We are less than a week away from Election Day. The presidential race and the race for control of the House and Senate remain very close. There is a good chance we won’t know the outcome on Election Day, and it may take many days to count the votes.

It’s possible that one candidate will gain a sizeable lead so that we will know the outcome sooner, but if not, below is a timeline for how the Presidential Election will play out over the next few months. There could be a lot of uncertainty in the days to come, and that may be reflected in a higher level of market volatility during that time.

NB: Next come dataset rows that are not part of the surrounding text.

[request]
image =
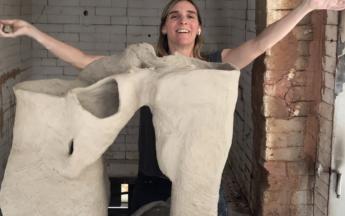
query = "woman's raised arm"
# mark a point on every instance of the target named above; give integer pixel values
(244, 54)
(65, 52)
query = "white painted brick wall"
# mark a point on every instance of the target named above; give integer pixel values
(111, 25)
(15, 66)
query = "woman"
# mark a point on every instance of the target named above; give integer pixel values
(180, 31)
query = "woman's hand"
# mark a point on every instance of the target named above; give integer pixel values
(336, 5)
(18, 28)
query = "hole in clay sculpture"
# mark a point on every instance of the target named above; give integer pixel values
(102, 100)
(71, 147)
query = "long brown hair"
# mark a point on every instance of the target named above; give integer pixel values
(162, 48)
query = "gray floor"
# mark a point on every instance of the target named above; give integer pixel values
(237, 205)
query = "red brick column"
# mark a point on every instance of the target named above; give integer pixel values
(288, 94)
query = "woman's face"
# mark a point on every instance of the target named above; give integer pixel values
(182, 25)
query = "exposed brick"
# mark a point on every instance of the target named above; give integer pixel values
(285, 154)
(284, 139)
(279, 125)
(302, 198)
(281, 4)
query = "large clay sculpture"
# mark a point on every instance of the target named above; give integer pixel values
(63, 127)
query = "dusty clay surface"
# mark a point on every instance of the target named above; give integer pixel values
(62, 128)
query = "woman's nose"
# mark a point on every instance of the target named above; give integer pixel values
(183, 20)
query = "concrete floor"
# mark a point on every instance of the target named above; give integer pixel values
(237, 205)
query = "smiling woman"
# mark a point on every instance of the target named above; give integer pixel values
(180, 30)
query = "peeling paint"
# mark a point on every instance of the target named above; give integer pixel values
(3, 79)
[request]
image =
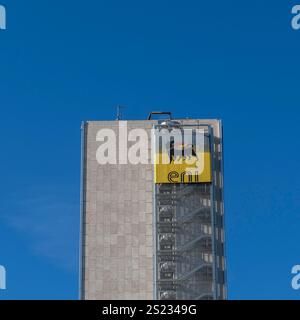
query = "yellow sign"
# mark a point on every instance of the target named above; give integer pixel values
(193, 169)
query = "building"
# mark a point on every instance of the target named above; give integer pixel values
(147, 230)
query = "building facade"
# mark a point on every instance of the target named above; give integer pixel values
(147, 230)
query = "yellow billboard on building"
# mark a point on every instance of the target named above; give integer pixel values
(182, 162)
(181, 171)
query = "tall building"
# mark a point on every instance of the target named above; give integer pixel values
(152, 230)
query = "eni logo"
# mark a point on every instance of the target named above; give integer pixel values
(175, 177)
(2, 18)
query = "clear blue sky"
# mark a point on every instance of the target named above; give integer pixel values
(62, 62)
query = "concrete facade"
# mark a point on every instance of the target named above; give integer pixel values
(117, 241)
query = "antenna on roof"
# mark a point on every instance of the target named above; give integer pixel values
(119, 113)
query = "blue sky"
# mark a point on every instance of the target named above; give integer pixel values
(62, 62)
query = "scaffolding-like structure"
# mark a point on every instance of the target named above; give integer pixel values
(187, 256)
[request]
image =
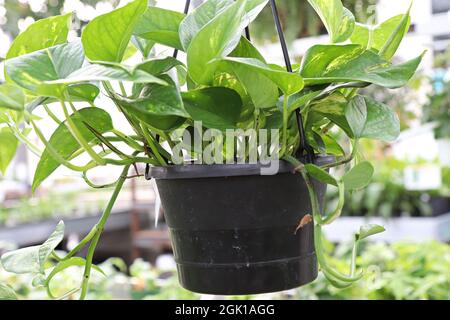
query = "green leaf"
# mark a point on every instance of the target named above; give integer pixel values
(379, 35)
(200, 17)
(9, 144)
(214, 42)
(289, 83)
(33, 259)
(98, 72)
(22, 261)
(217, 108)
(65, 144)
(299, 100)
(143, 45)
(161, 26)
(393, 42)
(333, 108)
(158, 66)
(320, 175)
(40, 35)
(36, 70)
(83, 92)
(38, 281)
(11, 97)
(332, 146)
(245, 49)
(347, 26)
(356, 115)
(382, 122)
(50, 244)
(359, 176)
(7, 293)
(369, 230)
(326, 64)
(338, 21)
(106, 38)
(159, 106)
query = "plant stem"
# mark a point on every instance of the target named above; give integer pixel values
(337, 212)
(122, 89)
(22, 138)
(98, 229)
(285, 124)
(152, 145)
(127, 140)
(336, 277)
(52, 115)
(79, 137)
(56, 156)
(344, 160)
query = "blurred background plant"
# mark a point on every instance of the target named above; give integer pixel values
(399, 271)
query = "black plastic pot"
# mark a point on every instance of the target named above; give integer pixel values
(233, 230)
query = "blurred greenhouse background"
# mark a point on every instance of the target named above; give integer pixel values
(410, 193)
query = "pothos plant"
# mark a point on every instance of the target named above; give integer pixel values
(225, 84)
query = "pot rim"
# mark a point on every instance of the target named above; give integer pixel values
(195, 171)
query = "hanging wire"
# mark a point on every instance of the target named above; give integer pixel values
(303, 141)
(186, 10)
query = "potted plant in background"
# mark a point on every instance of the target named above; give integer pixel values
(437, 111)
(235, 228)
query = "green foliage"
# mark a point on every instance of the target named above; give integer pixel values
(106, 37)
(436, 110)
(8, 150)
(43, 34)
(359, 176)
(339, 22)
(220, 86)
(398, 271)
(33, 259)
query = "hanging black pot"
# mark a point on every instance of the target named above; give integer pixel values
(233, 230)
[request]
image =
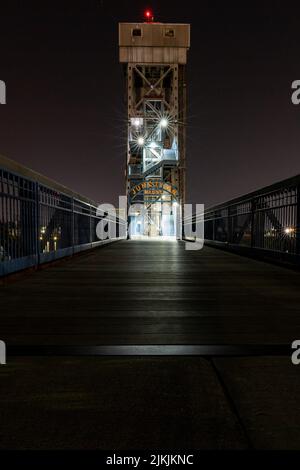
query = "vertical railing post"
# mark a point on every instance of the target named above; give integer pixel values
(37, 223)
(298, 221)
(253, 207)
(91, 240)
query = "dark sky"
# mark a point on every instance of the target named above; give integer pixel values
(65, 113)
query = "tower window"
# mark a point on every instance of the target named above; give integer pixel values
(169, 33)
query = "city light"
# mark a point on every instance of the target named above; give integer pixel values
(164, 123)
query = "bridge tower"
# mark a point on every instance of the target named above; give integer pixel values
(154, 56)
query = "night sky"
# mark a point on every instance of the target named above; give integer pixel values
(65, 115)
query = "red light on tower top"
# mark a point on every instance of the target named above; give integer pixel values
(149, 17)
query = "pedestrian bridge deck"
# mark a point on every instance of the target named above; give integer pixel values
(144, 292)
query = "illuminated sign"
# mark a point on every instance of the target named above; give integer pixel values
(154, 188)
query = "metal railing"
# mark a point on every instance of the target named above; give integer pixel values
(265, 222)
(41, 221)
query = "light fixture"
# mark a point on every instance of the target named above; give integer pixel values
(137, 122)
(288, 230)
(149, 17)
(164, 123)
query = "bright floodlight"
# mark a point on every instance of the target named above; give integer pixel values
(164, 123)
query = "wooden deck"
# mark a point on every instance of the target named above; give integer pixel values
(153, 293)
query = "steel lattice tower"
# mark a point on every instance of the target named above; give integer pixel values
(154, 57)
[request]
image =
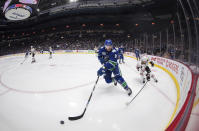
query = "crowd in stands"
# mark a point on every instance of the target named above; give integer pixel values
(61, 41)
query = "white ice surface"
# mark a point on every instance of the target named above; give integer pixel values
(35, 97)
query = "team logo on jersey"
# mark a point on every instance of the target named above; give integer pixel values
(114, 51)
(103, 53)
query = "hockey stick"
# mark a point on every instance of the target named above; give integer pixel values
(80, 116)
(136, 94)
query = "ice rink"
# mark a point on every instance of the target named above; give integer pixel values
(36, 97)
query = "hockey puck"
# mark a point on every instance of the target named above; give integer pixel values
(61, 122)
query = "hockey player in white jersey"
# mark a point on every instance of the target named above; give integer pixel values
(145, 71)
(51, 52)
(33, 51)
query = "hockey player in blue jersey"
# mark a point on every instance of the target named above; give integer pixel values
(121, 56)
(108, 57)
(137, 54)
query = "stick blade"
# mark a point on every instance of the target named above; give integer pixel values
(75, 118)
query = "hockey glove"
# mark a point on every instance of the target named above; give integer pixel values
(138, 68)
(152, 64)
(148, 77)
(100, 72)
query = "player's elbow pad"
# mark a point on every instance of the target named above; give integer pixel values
(152, 63)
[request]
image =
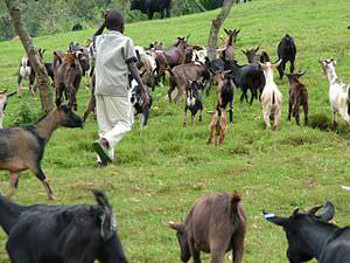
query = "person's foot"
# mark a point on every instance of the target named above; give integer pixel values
(101, 148)
(101, 165)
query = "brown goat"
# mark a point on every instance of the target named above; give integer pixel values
(216, 224)
(297, 96)
(185, 73)
(228, 52)
(22, 148)
(218, 127)
(67, 78)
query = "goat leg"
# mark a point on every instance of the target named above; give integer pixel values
(13, 184)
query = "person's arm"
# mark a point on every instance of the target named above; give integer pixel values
(136, 76)
(98, 33)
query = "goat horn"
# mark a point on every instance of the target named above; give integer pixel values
(346, 188)
(328, 212)
(314, 209)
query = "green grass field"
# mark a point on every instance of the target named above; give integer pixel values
(160, 171)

What Happens Between Election Day and Inauguration Day

Table showing the timeline between election day and inauguration day.
Sources: Capital Group, National Archives

For long-term investors, it is important to keep in mind that the political structure in Washington hasn’t had much of an impact on market returns. From 1933 to 2023, under unified and split governments, the average annual return for the S&P 500 has been between 11% and 14%. Under a split Congress, as we have today, the market has generated an average return of 13.7%.

In more recent times, markets have posted even better results one year after Election Day. Since 1984, the average return a year later has been 17.6%, with only one year (2000) being negative. At the end of the day, financial markets appear to care more about the certainty of election outcomes than about who occupies the White House.

S&P 500 Index Total Returns One Year After Election

Chart showing market returns one year after elections since 1984.
Sources: RIMES, Standard & Poor’s. As of Sept. 30, 2024.

As the election cycle plays out, the noise and uncertainty can feel overwhelming and anxiety-provoking. In our view, long-term investors should ignore the noise and continue to focus on their financial goals and plan. Presidential elections historically have had very little impact on the stock market.

As we have continued to emphasize, stock markets are more influenced by corporate earnings, monetary policy and economic data than by the election outcome.

The balance of power in Congress may have much more of an effect on issues that matter to investors, such as tax policy, tariffs, the federal debt ceiling and foreign relations.

Consider the mythical investor who put $10,000 into the S&P 500 at the beginning of 1948 and did not care who was in the White House. If that investor kept their money in the market, that initial investment would grow to nearly $38 million! Had they invested the $10,000 with Republicans in office only, it would have grown into $310,000, and with Democrats in office only, the total would be $1.2 million.

Stay focused on the long-term goals and the bigger financial picture.

Time IN the Market Matters

Chart showing returns on a $10,000 investment under one or both parties in power.
Source: Schwab Center for Financial Research with data provided by Morningstar Inc. The above chart shows what a hypothetical portfolio value would be if an investor invested $10,000 in a portfolio that tracks the Ibbotson U.S. Large Stock Index on 1/1/1948 under three scenarios. The first two scenarios would occur if the investor only invested when one particular party was president. The third scenario is what would happen if an investor stayed invested throughout the entire period. Returns include reinvestment of dividends and interest. The example is hypothetical and provided for illustrative purposes only. It is not intended to represent a specific investment product. Indexes are unmanaged, do not incur management fees, costs and expenses and cannot be invested in directly. Past performance is no guarantee of future results.

The CD Wealth Formula

We help our clients reach and maintain financial stability by following a specific plan, catered to each client. 

Our focus remains on long-term investing with a strategic allocation while maintaining a tactical approach. Our decisions to make changes are calculated and well thought out, looking at where we see the economy is heading. We are not guessing or market timing. We are anticipating and moving to those areas of strength in the economy — and in the stock market. 

We will continue to focus on the fact that what really matters right now is time in the market, not out of the market. That means staying the course and continuing to invest, even when the markets dip, to take advantage of potential market upturns. We continue to adhere to the tried-and-true disciplines of diversification, periodic rebalancing and looking forward, while not making investment decisions based on where we have been.

It is important to focus on the long-term goal, not on one specific data point or indicator. Long-term fundamentals are what matter. In markets and moments like these, it is essential to stick to the financial plan. Investing is about following a disciplined process over time.